Charles John Jodrell Mansford (1863-1943) was a British educator and author.  Shafts from an Estern Quiver was his first book.  Others were Under the Naga Banner (1896, about the discovery of the Ark of the Covenant), A Bride's Experiment:  A Story of Australian Bush Life (1896), Bully, Fag, and Hero:  or, In Playground and Schoolroom (1897), The Adventures of Mark Paton and Other Stories (1898), Fags and the King (1909), Sword of Scarlet (1925?), Prefect and Fag (undated, but perhaps 1926), and The Great Green Serpent (1926. a lost race novel).  

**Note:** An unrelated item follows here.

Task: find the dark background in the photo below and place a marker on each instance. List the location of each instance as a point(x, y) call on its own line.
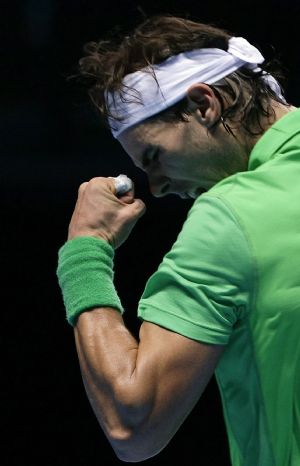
point(51, 142)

He was the son of a tailor and the youngest of five brothers.  His elder brothers became, respectively a hatter (who became destitute and spent time in a workhouse), a laborer (well, actually a labourer...British you know), a carpenter, and a postman.  Charles, who may have conjured up his two middle names, somehow managed to graduate from the University of London, eventually becoming Headmaster at Grace, Lady Manners, Grammar School in Bakewell, Derbyshire, from 1896 to 1902; his wife Louisa served as honorary Headmistress to the girls at the co-educational school.  For 1902 to 1919, Mansford was Headmaster of Dartford Grammar School.  At Dartford, Mansford completely revised the school's curriculum to meet twentieth century standards; enrollment increased, two major additions were added, and the staffing was greatly improved.  He also championed (unsuccessfully) for equal opportunity and equal pay for female teachers; this may have been due to the influence of his wife who had been educated by Frances Mary Buss, a pioneer in women's education.

Mansford's literary career began in 1881 when he worked as a publisher's assistant.  It can assumed that this offered him entry to the popular magazines such as The Strand.  His literary endeavors seemed to be divided by adventure stories for the magazines and boys' school stories for the book and juvenile market.  He had great success in both but his imperialist sensibilities and his chronicles of schoolboy bullying and antisemitism do not wear well with today's readers.

Personally, Mansford was an opportunist and a snob, eager to erase any knowledge of his lower class background.  Working to advance his social standing, he joined the Freemasons, applied for The Freedom of the City of London, and was elected a Fellow of  the Chemical Society (allowing him to append FCS to his name) -- all to give the impression that he was on the same status level as his students.  Mansford was baptized a Catholic -- a fact he kept hidden -- and espoused the Church of England.  Being fifty years old during World War I, Mansford was deemed too old to fight.  Rather, he established an Officer Training Corps at Dartford and assumed the title "Captain;" he maintained that title for the rest of his life.

Charles and Louisa's one child, Isobel Grace, married a Dartford pupil, Geoffrey Noakes.  Noakes emigrated to America in 1920 and Isobel, along with Charles and Louisa, followed in 1921, settling in Fresno, California.  Charles and Louisa eventually separated and, at least by 1934, Charles was once again settled in England.  In March of 1934, Charles made a new will, cutting out entirely his wife and daughter; instead giving his entire estate to Dorothy Kate Rider, a woman some thirty years younger than Mansford.  According to the 1939 census, they lived at the same address.  She referred to him as her "uncle".  He wasn't.  She was also listed on various documents as a "Dispenser (medical)" or as a "cashier."  Her exact relationship with Mansford is not known.  It was 9:30 on a Monday morning, January 18, 1943, when Mansford went to visit a shop and stepped in front of a taxicab.  He died later that day at the hospital.  He was 79.

His estranged wife and daughter enjoyed a much longer life.  Louisa passed away at age 96; Isobel lived to age 101.

All issues from July 1892 to June 1893 of The Strand Magazine, as well as Shafts from an Eastern Quiver are available to  be read online.